Вот по этому принципу ВП предложил построить наш проект. С самого начала у меня были очень большие сомнения в том, что мы сможем кого-то убедить нам поверить. Всё-таки эта логика построения бизнеса довольно сложна. Как её объяснить инвестору? ВП был непреклонен: «умный человек поймёт, что мы имеем в виду. А дураков нам не нужно!» И вообще, он считал, что это задача моей команды придумать, как реализовать эту стратегию привлечения финансирования. Оказалось, что всё возможно, и мы справились, инвесторы, которые согласились на эти условия, были найдены и не раз.
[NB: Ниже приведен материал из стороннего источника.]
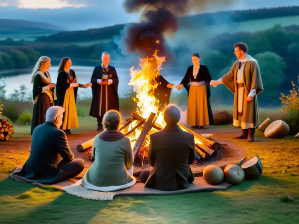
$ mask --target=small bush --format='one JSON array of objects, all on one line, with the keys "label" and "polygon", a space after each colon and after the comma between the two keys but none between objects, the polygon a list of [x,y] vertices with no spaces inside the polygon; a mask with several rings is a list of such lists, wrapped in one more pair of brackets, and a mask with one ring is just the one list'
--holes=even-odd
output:
[{"label": "small bush", "polygon": [[29,110],[23,110],[19,116],[17,123],[21,125],[31,124],[32,120],[32,114]]},{"label": "small bush", "polygon": [[233,115],[226,111],[216,111],[213,113],[216,125],[228,125],[233,123]]},{"label": "small bush", "polygon": [[79,117],[85,117],[89,115],[90,107],[77,105],[77,114]]},{"label": "small bush", "polygon": [[280,99],[285,114],[283,119],[290,126],[289,134],[295,134],[299,131],[299,88],[293,82],[292,85],[290,94],[285,96],[281,93]]}]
Правда, мы ещё придумали, как можно сделать проект немного более привлекательным: через создание и вывод на рынок «промежуточных продуктов». Стремясь перевернуть мир, победить старение и другие вредные программы в организме человека, мы, неизбежно, открываем «по дороге» что-то новое и вполне можем часть ресурсов направить на коммерциализацию этих знаний. Так появились наши капли «Визомитин» и, надеюсь, через несколько лет будет одобрен столь перспективный «Пластомитин» – форма SkQ1 системного действия, но не «лекарство от старости», а препарат от вполне конкретных аутоиммунных и/или метаболических заболеваний. Но для того, чтобы не потерять главную суть проекта, нам важно «не заиграться» в эти очень классные, но всё-таки промежуточные продукты и двигаться к цели, поставленной перед нами Владимиром Петровичем. Достичь её будет трудно, и вообще далеко не факт, что получится, но все равно мы не должны разменивать эту цель на простые и понятные сиюминутные задачи.
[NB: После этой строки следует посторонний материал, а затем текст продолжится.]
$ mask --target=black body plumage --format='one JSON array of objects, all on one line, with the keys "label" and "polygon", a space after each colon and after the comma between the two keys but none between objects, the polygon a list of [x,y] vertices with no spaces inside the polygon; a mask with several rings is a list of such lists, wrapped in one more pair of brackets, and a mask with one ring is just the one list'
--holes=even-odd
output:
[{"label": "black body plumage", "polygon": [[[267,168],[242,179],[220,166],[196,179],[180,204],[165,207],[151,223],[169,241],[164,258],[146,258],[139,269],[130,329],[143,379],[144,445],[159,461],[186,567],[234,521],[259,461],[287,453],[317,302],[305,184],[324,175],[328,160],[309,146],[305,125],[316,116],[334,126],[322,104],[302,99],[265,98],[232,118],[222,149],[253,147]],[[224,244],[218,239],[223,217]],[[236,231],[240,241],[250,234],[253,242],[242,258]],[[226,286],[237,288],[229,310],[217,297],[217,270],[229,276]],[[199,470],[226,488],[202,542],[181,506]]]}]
Так получилось, что Проект Скулачёва оказался масштабным экспериментом, который придумал ВП и который поручил всем нам, его команде, провести. Эксперимент очень сложный и долгий, но когда подобные мелочи останавливали великого академика? И если задача поставлена, то уход её постановщика вовсе не отменяет необходимости решить эту задачу. И мы будем пытаться её решить, потому что такова была воля ВП, а ещё потому, что бросить интересный опыт на полдороге – это непростительная глупость, как сказал бы Владимир Петрович Скулачёв.